In 1974 a researcher called Larry Weiskrantz coined the term
'blindsight' for the phenomenon of patients who were still able to respond to
visual stimuli despite losing all conscious vision due to destruction of the
visual cortex. Patients like this can’t read or watch films or anything
requiring processing of detail, but they are – if asked to guess – able to
locate bright lights in front of them better than mere chance. Although they
don’t feel like they can see anything, their 'guesses' have a surprising
accuracy. Other visual brain areas are able to detect the light and provide
information on the location, despite the lack of a visual cortex. Other studies
show that people with this condition can detect emotions on faces and looming
movements.
Blindsight: The strangest form
of consciousness
The woman with a strange ‘second sight’
More recently, a dramatic study with a blindsight patient
has shown how we might be able feel that we are being looked at, without even
consciously seeing the watchers' face. Alan J Pegna at Geneva University Hospital, Switzerland,
and team worked with a man called TD (patients are always referred to by
initials only in scientific studies, to preserve anonymity). TD is a doctor who
suffered a stroke which destroyed his visual cortex, leaving him cortically
blind.
People with this condition are rare, so TD has taken part in
a string of studies to investigate exactly what someone can and can't do
without a visual cortex. The study involved looking at pictures of faces which
had their eyes directed forward, looking directly at the viewer, or which had
their eyes averted to the side, looking away from the viewer. TD did this task
in an fMRI scanner which measured brain activity during the task, and also
tried to guess which kind of face he was seeing. Obviously for anyone with
normal vision, this task would be trivial – you would have a clear conscious
visual impression of the face you were looking at at any one time, but recall
that TD has no conscious visual impression. He feels blind.
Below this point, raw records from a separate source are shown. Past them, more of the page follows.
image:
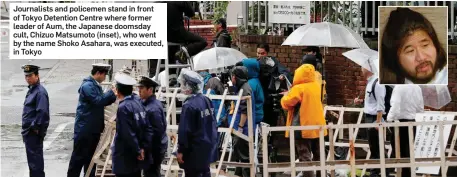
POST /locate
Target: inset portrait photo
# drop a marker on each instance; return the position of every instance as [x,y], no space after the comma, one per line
[413,45]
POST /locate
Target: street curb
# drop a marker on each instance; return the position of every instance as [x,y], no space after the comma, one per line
[51,71]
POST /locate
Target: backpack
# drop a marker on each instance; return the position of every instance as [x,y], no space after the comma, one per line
[386,98]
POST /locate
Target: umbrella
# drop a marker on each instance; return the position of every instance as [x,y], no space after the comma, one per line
[435,96]
[366,58]
[325,34]
[217,57]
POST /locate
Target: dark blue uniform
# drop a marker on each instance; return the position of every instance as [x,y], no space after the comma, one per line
[35,117]
[197,136]
[89,124]
[158,148]
[132,135]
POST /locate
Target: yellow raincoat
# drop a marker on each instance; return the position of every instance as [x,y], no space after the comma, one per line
[305,90]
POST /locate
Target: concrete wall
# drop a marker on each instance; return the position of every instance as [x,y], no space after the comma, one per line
[344,80]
The scanning results showed that our brains can be sensitive
to what our conscious awareness isn't. An area called the amygdala, thought to
be responsible for processing emotions and information about faces, was more
active when TD was looking at the faces with direct, rather than averted, gaze.
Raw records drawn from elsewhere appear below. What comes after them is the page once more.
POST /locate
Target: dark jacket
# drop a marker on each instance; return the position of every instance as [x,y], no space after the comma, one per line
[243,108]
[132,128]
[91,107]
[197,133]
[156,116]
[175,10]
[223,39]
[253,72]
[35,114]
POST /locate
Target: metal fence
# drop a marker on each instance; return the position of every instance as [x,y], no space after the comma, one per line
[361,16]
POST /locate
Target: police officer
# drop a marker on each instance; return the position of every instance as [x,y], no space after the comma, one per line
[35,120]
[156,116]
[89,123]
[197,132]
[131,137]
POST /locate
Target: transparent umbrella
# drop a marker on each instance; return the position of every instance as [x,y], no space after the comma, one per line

When TD was being watched, his amygdala responded, even though he didn't know
it. (Interestingly, TD's guesses as to where he was being watched weren't above
chance, and the researchers put this down to his reluctance to guess.)
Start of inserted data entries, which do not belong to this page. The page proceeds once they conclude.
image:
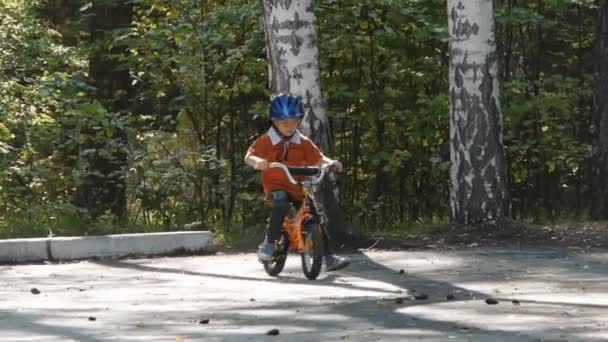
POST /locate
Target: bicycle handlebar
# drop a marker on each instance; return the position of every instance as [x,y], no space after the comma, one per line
[305,171]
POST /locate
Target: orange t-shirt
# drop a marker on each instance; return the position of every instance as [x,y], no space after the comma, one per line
[299,151]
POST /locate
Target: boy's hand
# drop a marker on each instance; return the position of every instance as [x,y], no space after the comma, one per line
[337,166]
[261,164]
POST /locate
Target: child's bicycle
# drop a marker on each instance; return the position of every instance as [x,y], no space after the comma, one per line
[303,232]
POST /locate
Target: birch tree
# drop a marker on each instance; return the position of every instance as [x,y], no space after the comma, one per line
[294,67]
[599,187]
[477,172]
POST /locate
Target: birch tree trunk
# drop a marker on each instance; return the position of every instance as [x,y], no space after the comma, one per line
[293,67]
[599,206]
[477,173]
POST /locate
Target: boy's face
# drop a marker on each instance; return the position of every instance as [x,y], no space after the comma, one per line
[287,127]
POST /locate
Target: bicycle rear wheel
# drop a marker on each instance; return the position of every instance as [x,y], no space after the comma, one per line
[276,265]
[312,255]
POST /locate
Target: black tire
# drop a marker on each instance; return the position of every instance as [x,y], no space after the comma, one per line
[312,259]
[274,267]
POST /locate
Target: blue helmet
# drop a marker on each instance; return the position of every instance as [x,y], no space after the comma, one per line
[285,106]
Cortical, conscious vision, is still king. If you want to
recognise individuals, watch films or read articles like this you are relying on
your visual cortex. But research like this shows that certain functions are
simpler and maybe more fundamental to survival, and exist separately from our
conscious visual awareness.
Specifically, this study showed that we can detect that
people are looking at us within our field of view – perhaps in the corner of
our eye – even if we haven’t consciously noticed. It shows the brain basis for
that subtle feeling that tells us we are being watched.
So when you’re walking that dark road and turn and notice
someone standing there, or look up on the train to see someone staring at you,
it may be your nonconscious visual system monitoring your environment while
you’re conscious attention was on something else. It may not be supernatural,
but it certainly shows the brain works in mysterious ways.